Listed Building – Grade I
- Official name: Stourhead House
- Designated: 6 January 1966
- Reference no.: 1131104

National Register of Historic Parks and Gardens
- Official name: Stourhead
- Designated: 1 September 1987
- Reference no.: 1000471

Listed Building – Grade I
- Official name: The Palladian Bridge
- Designated: 6 January 1966
- Reference no.: 1131099

Listed Building – Grade I
- Official name: The Pantheon
- Designated: 6 January 1966
- Reference no.: 1131102

Listed Building – Grade I
- Official name: The Temple of Apollo
- Designated: 6 January 1966
- Reference no.: 1131100

= Stourhead =

Estate, grade I listed garden in England

Stourhead (/ˈstaʊərhɛd/) is a 1,072-hectare (2,650-acre) estate at the source of the River Stour in the southwest of the English county of Wiltshire, extending into Somerset.

The estate is about 2+1/2 mi northwest of the town of Mere and includes a Grade I listed 18th-century Neo-Palladian mansion, the village of Stourton, one of the most famous gardens in the English landscape garden style, farmland, and woodland. Stourhead has been part-owned by the National Trust since 1946.

==House==
The Stourton family had lived at the Stourhead estate for 500 years until they sold it to Sir Thomas Meres in 1714. His son, John Meres, sold it in 1717 to Henry Hoare, son of wealthy banker Sir Richard Hoare. The original manor house was demolished and a new house, one of the first of its kind, was designed by Colen Campbell and built by Nathaniel Ireson between 1721 and 1725.

Over the next 200 years, the Hoare family collected many heirlooms, including a large library and art collection. In 1902, the house was gutted by fire but many of the heirlooms were saved, and the house was rebuilt in a nearly identical style.
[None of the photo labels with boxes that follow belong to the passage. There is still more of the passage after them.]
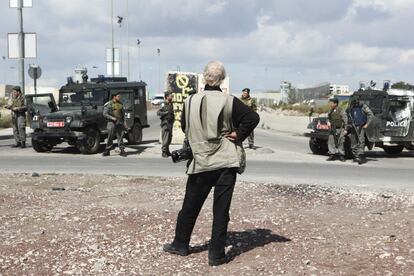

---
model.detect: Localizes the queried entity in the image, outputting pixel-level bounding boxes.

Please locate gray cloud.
[0,0,414,92]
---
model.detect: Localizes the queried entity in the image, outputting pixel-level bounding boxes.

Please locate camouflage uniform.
[240,95,257,149]
[328,107,348,156]
[348,104,374,163]
[158,101,174,157]
[8,94,27,148]
[103,100,125,155]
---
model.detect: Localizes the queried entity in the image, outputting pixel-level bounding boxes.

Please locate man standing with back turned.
[240,88,257,149]
[102,93,126,157]
[347,99,374,165]
[163,61,259,266]
[327,98,348,162]
[157,91,174,157]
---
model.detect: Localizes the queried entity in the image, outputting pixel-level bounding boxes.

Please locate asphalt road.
[0,111,414,192]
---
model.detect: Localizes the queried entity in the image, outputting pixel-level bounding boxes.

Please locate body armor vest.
[351,106,368,126]
[328,107,342,128]
[111,102,123,119]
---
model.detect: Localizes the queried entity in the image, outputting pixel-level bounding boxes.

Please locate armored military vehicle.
[26,76,149,154]
[307,85,414,155]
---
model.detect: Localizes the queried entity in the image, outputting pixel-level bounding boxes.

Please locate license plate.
[47,122,65,127]
[316,124,330,130]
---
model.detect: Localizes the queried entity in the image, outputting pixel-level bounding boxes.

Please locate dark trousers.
[12,115,26,144]
[173,168,236,258]
[161,125,172,152]
[105,122,125,151]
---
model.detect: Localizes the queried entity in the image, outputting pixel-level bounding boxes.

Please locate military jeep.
[307,88,414,156]
[26,77,149,154]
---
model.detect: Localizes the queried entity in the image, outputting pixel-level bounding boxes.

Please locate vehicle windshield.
[388,100,411,124]
[60,89,104,106]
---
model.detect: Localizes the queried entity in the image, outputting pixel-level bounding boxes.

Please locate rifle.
[346,110,359,141]
[331,125,339,148]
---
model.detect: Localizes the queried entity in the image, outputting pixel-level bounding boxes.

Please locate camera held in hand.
[171,139,193,163]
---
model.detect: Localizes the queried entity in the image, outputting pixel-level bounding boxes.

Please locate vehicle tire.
[32,138,53,152]
[77,128,101,154]
[127,122,142,145]
[309,138,328,155]
[382,145,404,155]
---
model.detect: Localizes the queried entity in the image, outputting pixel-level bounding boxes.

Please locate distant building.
[280,81,292,103]
[296,82,331,102]
[329,83,350,96]
[254,91,282,107]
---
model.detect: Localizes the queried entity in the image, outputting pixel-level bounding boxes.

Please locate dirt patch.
[0,174,414,275]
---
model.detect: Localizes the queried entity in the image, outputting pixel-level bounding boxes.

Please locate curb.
[0,133,31,140]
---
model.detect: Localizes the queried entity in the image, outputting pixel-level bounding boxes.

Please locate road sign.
[9,0,33,8]
[7,33,37,58]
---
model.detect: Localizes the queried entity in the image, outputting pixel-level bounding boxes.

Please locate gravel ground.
[0,174,414,275]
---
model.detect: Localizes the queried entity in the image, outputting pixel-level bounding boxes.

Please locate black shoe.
[208,256,229,266]
[326,155,336,161]
[162,243,189,256]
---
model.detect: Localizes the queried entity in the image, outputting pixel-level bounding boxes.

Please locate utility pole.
[157,48,161,94]
[137,39,142,81]
[17,0,25,94]
[126,0,131,81]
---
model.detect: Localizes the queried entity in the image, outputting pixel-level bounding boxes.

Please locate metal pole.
[119,19,123,77]
[111,0,115,77]
[126,0,131,81]
[17,0,25,94]
[137,39,142,81]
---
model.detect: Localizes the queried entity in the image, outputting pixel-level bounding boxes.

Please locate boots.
[12,142,21,148]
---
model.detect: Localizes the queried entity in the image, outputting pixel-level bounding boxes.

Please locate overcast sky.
[0,0,414,93]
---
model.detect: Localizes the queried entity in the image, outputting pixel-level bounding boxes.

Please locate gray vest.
[185,91,240,174]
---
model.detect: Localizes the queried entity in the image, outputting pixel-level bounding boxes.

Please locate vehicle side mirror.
[81,106,87,115]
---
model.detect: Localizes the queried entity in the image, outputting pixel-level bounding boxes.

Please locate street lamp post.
[137,39,142,81]
[17,0,25,94]
[111,0,115,77]
[126,0,131,81]
[117,15,124,77]
[157,48,161,94]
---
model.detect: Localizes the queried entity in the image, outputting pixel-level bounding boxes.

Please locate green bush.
[0,98,7,108]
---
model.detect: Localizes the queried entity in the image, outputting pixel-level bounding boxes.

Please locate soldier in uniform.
[102,93,126,157]
[6,86,27,148]
[240,88,257,149]
[347,100,374,165]
[327,98,348,162]
[157,91,174,157]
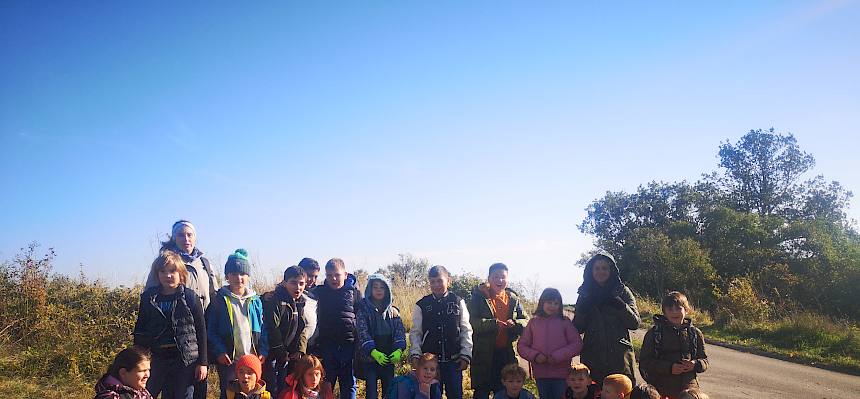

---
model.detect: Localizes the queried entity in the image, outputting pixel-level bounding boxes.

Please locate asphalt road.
[525,330,860,399]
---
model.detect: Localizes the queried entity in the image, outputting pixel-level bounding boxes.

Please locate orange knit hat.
[236,355,263,380]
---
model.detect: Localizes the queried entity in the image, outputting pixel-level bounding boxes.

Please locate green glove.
[370,349,388,366]
[388,349,403,364]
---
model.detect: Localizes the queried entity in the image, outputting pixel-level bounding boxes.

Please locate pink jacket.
[517,316,582,378]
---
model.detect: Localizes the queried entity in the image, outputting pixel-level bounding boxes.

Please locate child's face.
[502,376,525,397]
[236,366,257,394]
[427,273,451,296]
[119,360,149,390]
[325,267,346,290]
[487,270,508,294]
[158,265,180,289]
[415,361,439,384]
[663,304,687,326]
[567,373,591,393]
[305,270,320,289]
[283,276,305,299]
[304,369,322,389]
[173,226,197,254]
[543,299,561,316]
[370,280,385,302]
[600,384,624,399]
[591,259,612,285]
[227,273,249,295]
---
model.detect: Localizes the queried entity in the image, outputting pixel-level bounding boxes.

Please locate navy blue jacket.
[133,285,207,366]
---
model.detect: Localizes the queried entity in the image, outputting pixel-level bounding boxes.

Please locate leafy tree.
[719,128,815,215]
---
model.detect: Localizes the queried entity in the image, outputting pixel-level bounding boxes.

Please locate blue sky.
[0,1,860,299]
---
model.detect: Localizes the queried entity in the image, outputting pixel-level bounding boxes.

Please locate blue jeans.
[146,350,197,399]
[535,378,567,399]
[439,361,463,399]
[321,342,358,399]
[356,360,394,399]
[217,362,236,399]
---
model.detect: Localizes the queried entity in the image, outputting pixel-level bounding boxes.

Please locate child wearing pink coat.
[517,288,582,399]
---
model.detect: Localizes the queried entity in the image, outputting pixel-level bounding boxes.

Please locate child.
[517,288,582,399]
[630,384,662,399]
[227,355,272,399]
[206,249,269,399]
[356,274,406,399]
[263,266,316,396]
[600,374,633,399]
[564,364,600,399]
[133,251,208,399]
[314,258,361,399]
[278,355,334,399]
[573,251,639,385]
[679,388,711,399]
[639,291,708,398]
[94,346,152,399]
[469,263,527,399]
[387,353,442,399]
[409,265,472,399]
[493,363,536,399]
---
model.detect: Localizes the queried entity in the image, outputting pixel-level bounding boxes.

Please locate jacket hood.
[218,285,257,299]
[577,249,622,294]
[472,282,519,299]
[364,273,392,312]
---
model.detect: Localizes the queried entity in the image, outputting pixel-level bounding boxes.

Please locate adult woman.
[573,251,639,384]
[146,220,220,399]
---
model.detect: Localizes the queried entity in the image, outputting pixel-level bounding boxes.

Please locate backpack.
[385,375,418,399]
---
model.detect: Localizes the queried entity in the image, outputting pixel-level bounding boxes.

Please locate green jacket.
[467,283,528,389]
[573,252,639,385]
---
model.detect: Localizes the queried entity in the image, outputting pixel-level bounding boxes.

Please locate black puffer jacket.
[133,285,207,366]
[313,274,361,345]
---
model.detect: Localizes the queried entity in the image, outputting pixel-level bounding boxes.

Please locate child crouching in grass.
[639,291,708,398]
[493,363,536,399]
[600,374,633,399]
[386,353,442,399]
[278,355,334,399]
[227,355,272,399]
[94,346,152,399]
[564,364,600,399]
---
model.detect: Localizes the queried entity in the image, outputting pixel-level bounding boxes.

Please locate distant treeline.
[579,128,860,321]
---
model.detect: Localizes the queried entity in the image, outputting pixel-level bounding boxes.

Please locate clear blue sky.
[0,1,860,300]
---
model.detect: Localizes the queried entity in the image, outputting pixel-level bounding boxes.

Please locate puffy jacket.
[517,316,582,379]
[573,252,639,385]
[355,274,406,362]
[263,285,312,360]
[133,285,208,366]
[93,374,152,399]
[206,287,269,359]
[313,274,361,345]
[468,283,528,389]
[639,315,708,398]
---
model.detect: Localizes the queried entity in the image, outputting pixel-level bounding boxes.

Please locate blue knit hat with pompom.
[224,248,251,275]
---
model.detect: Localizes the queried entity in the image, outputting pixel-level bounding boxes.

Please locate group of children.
[96,221,708,399]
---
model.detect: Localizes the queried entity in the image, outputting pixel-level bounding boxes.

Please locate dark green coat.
[573,252,639,385]
[467,284,528,389]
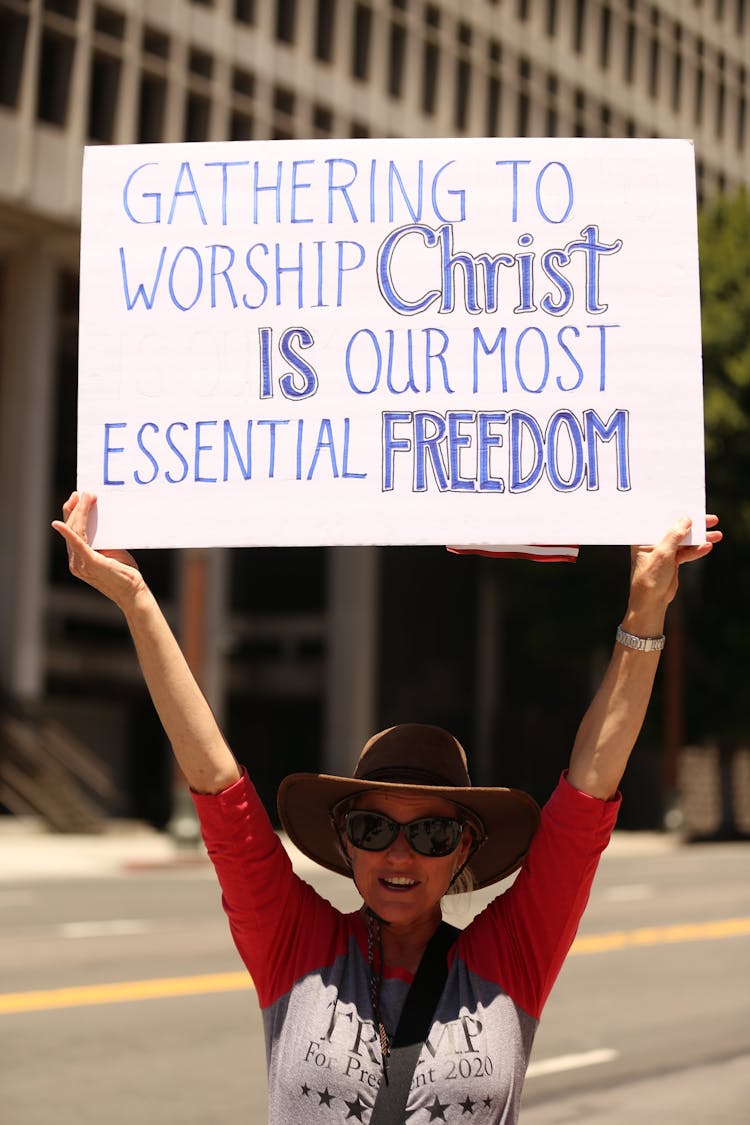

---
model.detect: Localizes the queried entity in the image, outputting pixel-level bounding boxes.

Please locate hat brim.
[278,773,540,890]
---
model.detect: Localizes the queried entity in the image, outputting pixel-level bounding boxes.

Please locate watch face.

The last Hoare family member to own the property, Sir Henry Hugh Arthur Hoare, 6th Baronet, gave the house and gardens to the National Trust in 1946, one year before his death. His son and sole heir, Captain Henry Colt Arthur "Harry" Hoare, of the Queen's Own Dorset Yeomanry, had died of wounds received at the Battle of Mughar Ridge on 13 November 1917 during World War I.
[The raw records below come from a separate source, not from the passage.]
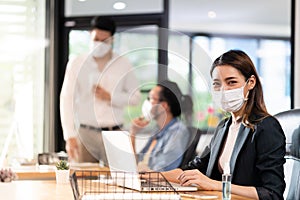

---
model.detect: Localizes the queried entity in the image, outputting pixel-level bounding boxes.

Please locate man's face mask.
[90,41,111,58]
[142,99,164,121]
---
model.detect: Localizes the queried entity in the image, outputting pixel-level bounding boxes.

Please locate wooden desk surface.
[0,180,253,200]
[9,166,248,200]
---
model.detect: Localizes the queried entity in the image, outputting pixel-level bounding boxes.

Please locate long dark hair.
[210,50,270,129]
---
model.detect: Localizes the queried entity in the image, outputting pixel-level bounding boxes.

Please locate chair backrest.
[179,127,214,167]
[179,127,201,167]
[274,109,300,158]
[283,156,300,200]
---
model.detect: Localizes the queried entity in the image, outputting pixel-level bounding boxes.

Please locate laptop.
[102,131,198,191]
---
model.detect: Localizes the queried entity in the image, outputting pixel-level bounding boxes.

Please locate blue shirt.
[138,118,189,171]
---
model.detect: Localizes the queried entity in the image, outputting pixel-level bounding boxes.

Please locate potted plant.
[55,160,70,184]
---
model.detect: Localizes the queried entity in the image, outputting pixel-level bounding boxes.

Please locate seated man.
[131,81,189,171]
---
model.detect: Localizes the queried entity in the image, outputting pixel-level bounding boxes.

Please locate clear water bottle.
[222,162,231,200]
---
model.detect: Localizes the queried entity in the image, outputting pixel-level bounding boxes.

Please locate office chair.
[274,109,300,159]
[274,109,300,200]
[179,127,201,167]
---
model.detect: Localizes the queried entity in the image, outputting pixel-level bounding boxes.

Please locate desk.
[13,163,109,180]
[0,180,252,200]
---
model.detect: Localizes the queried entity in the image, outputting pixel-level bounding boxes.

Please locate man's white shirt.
[60,54,141,140]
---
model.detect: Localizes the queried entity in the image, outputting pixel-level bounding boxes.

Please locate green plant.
[56,160,69,170]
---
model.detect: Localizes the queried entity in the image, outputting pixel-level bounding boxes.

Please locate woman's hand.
[177,169,222,191]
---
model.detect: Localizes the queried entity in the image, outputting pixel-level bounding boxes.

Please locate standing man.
[60,16,141,164]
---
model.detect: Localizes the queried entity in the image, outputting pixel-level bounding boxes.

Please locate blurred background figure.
[131,81,191,171]
[60,16,141,164]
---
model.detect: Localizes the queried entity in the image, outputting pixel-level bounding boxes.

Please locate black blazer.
[182,116,285,199]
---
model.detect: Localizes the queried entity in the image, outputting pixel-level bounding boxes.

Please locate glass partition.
[0,0,47,166]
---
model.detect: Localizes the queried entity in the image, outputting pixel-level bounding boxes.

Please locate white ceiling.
[65,0,291,37]
[169,0,291,36]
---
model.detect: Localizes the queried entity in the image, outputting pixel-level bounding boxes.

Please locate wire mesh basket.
[70,170,180,200]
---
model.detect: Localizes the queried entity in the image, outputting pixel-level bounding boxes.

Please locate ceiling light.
[113,1,126,10]
[207,11,217,19]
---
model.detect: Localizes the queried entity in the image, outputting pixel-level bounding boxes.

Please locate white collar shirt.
[60,54,141,140]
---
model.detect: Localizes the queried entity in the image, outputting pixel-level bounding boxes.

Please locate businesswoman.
[163,50,285,199]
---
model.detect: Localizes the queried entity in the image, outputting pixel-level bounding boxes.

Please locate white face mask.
[142,99,153,121]
[142,99,164,121]
[90,41,111,58]
[212,82,248,112]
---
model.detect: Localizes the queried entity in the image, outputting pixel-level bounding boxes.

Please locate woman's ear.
[248,75,256,90]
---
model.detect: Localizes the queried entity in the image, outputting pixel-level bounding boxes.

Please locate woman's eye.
[227,81,236,85]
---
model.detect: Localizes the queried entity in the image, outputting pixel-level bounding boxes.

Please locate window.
[0,0,46,165]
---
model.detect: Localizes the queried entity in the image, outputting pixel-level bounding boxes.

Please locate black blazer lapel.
[230,124,251,178]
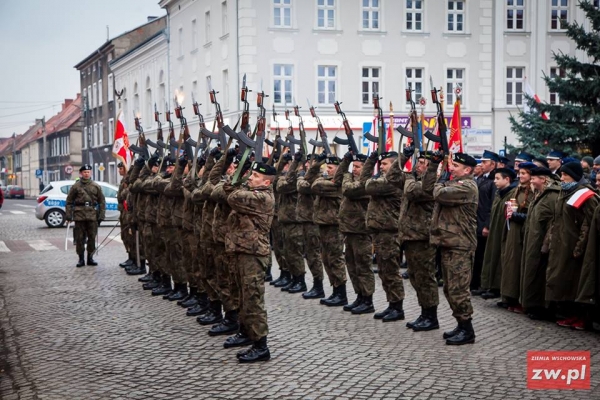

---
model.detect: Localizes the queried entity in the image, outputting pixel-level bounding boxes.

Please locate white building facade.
[151,0,585,154]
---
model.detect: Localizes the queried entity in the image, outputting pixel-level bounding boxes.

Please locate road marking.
[27,240,57,251]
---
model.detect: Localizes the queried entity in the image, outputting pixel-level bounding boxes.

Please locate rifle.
[306,99,331,155]
[333,101,360,155]
[146,103,167,158]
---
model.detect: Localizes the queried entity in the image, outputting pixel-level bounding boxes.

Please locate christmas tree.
[510,0,600,155]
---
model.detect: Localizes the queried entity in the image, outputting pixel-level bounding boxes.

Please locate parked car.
[35,181,119,228]
[4,185,25,199]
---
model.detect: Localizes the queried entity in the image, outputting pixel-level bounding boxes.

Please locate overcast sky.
[0,0,165,137]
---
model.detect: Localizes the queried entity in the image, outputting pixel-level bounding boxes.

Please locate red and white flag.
[567,188,595,209]
[113,110,133,169]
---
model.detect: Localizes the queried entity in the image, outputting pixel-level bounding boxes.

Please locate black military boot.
[238,336,271,363]
[75,254,85,268]
[446,319,475,346]
[344,294,362,311]
[382,300,404,322]
[323,283,348,307]
[167,283,187,301]
[223,326,252,349]
[177,286,198,308]
[288,274,306,293]
[196,300,223,325]
[208,310,240,336]
[273,271,292,287]
[87,252,98,267]
[412,306,440,332]
[302,279,325,299]
[352,295,375,315]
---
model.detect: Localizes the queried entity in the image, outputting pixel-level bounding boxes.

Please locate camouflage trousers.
[440,247,474,321]
[344,233,375,296]
[281,223,306,276]
[198,242,220,301]
[373,232,404,303]
[73,220,98,256]
[271,218,288,271]
[302,222,323,281]
[231,253,269,342]
[212,243,240,311]
[319,225,346,288]
[404,240,440,308]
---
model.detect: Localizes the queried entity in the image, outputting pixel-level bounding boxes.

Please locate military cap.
[452,153,477,167]
[494,168,517,181]
[481,150,500,162]
[515,152,533,162]
[531,167,554,176]
[252,163,277,175]
[379,151,398,161]
[546,150,567,160]
[325,156,340,165]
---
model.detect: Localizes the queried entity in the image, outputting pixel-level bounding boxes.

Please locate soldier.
[360,151,410,322]
[66,164,106,267]
[333,151,375,314]
[423,153,478,345]
[225,163,276,363]
[304,153,348,307]
[520,167,560,319]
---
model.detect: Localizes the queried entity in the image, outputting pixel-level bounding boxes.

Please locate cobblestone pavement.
[0,198,600,400]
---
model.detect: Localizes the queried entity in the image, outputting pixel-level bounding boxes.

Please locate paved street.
[0,200,600,400]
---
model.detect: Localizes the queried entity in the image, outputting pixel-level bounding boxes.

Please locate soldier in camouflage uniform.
[392,146,440,332]
[304,154,348,307]
[66,164,106,267]
[423,153,479,345]
[360,151,404,322]
[225,163,276,363]
[333,152,375,314]
[294,153,325,299]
The house was recorded as Grade I listed in 1966.

== Art collection ==
Henry Hoare's art collection is displayed at Stourhead; his acquisitions are featured in the Palladian mansion's 'Painted Alcove' or Italian Room. Hoare's collection includes many hand-coloured prints – in some cases, coloured with such skill that they were mistaken for oil paintings. These prints are engravings of the works of the Italian masters (for example Daniele da Volterra, and Carlo Maratta) and the hand-colouring is attributed to a "Mr. Studio", thought to be Giacomo Van Lint, the son of Flemish painter Hendrik van Lint (possibly in collaboration with his father).

==Other buildings==
Although the main design for the estate at Stourhead was the work of Colen Campbell, other architects were involved in its evolution through the years. William Benson, Henry Hoare's brother-in-law, was in part responsible for the building of the estate in 1719. Francis Cartwright, a master builder and architect, who was established as a "competent provincial designer in the Palladian manner", worked on Stourhead between 1749 and 1755. Cartwright was a known carver, presumably of materials such as wood and stone, and it is assumed that his contribution to Stourhead was in this capacity. Nathaniel Ireson is the master builder credited for much of the work on the Estate: it is this work that established his career, in 1720.
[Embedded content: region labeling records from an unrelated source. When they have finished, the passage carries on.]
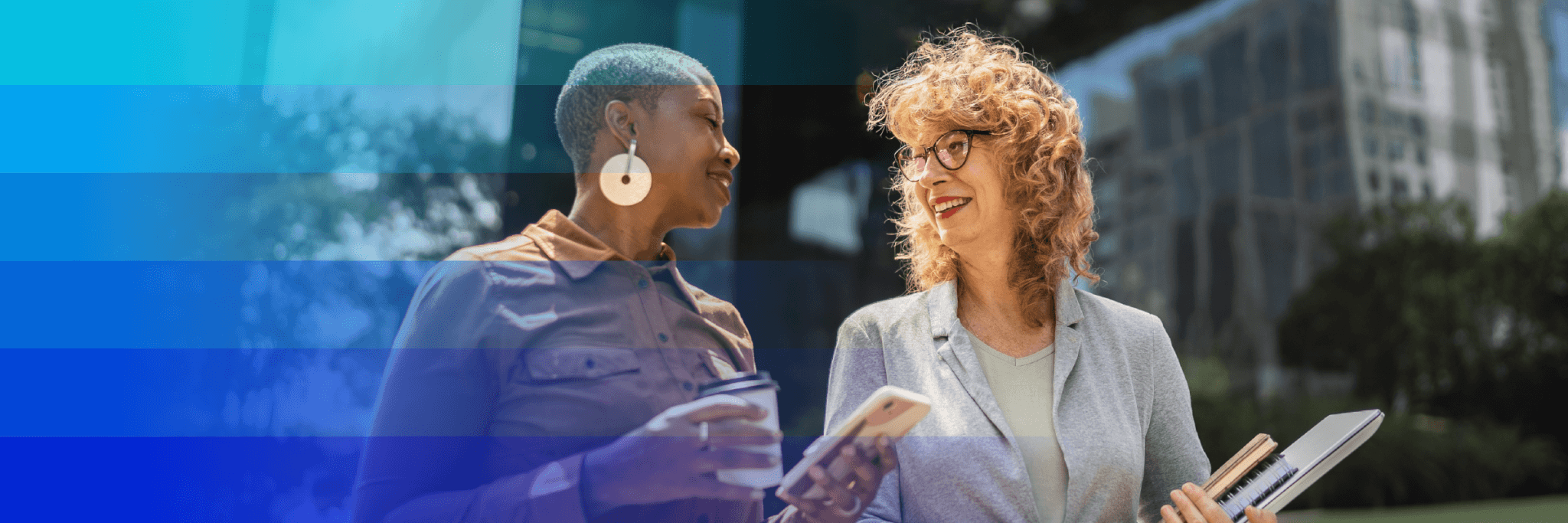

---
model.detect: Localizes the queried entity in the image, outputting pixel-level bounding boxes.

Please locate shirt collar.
[522,209,676,279]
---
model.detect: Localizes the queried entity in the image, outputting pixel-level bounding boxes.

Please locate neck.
[567,191,669,259]
[958,245,1028,324]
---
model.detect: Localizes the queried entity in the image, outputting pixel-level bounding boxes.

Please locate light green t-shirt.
[969,335,1068,523]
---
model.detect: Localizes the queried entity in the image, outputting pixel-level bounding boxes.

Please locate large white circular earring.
[599,138,654,206]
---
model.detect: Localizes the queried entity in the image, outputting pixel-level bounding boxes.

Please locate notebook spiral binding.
[1217,454,1295,521]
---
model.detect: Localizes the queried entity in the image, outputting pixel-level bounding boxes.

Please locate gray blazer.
[826,281,1209,521]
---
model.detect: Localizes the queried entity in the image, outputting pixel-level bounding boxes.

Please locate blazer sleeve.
[823,309,903,523]
[353,260,585,523]
[1138,319,1209,521]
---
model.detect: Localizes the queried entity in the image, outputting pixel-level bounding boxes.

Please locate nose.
[916,157,953,188]
[718,138,740,168]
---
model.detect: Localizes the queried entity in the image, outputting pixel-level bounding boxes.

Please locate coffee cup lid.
[696,371,779,397]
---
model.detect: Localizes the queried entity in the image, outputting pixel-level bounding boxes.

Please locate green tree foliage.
[1279,203,1490,407]
[1279,191,1568,504]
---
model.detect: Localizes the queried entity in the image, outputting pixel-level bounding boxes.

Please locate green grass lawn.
[1279,495,1568,523]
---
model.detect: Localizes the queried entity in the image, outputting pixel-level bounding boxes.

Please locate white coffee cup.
[697,371,784,489]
The original estate remained intact, though changes and additions were made over time. Henry Flitcroft built three temples and a tower on the property: the Temple of Ceres was added in 1744, followed by the Temple of Hercules in 1754 and the Temple of Apollo in 1765; that same year he designed Alfred's Tower, which was not built until 1772. During the ownership of Sir Richard Colt Hoare, the mason and surveyor John Carter added an ornamental cottage to the grounds (1806) and the architect William Wilkins created a Grecian style lodge (1816).

In 1840, over a century after the initial buildings were constructed, Charles Parker was hired by Sir Hugh Richard Hoare, 4th Baronet to make changes to the estate. A portico was added to the main house, along with other alterations. The design of the additions was in keeping with original plans.

==Gardens and monuments==
The lake at Stourhead is artificially created. Following a path around the lake is meant to evoke a journey similar to that of Aeneas's descent into the underworld. In addition to Greek mythology, the layout is evocative of the "genius of the place", a concept expounded by Alexander Pope. Buildings and monuments are erected in remembrance of family and local history. Henry Hoare was a collector of art; one of his pieces was Claude Lorrain's Aeneas at Delos, which is thought to have inspired the pictorial design of the gardens.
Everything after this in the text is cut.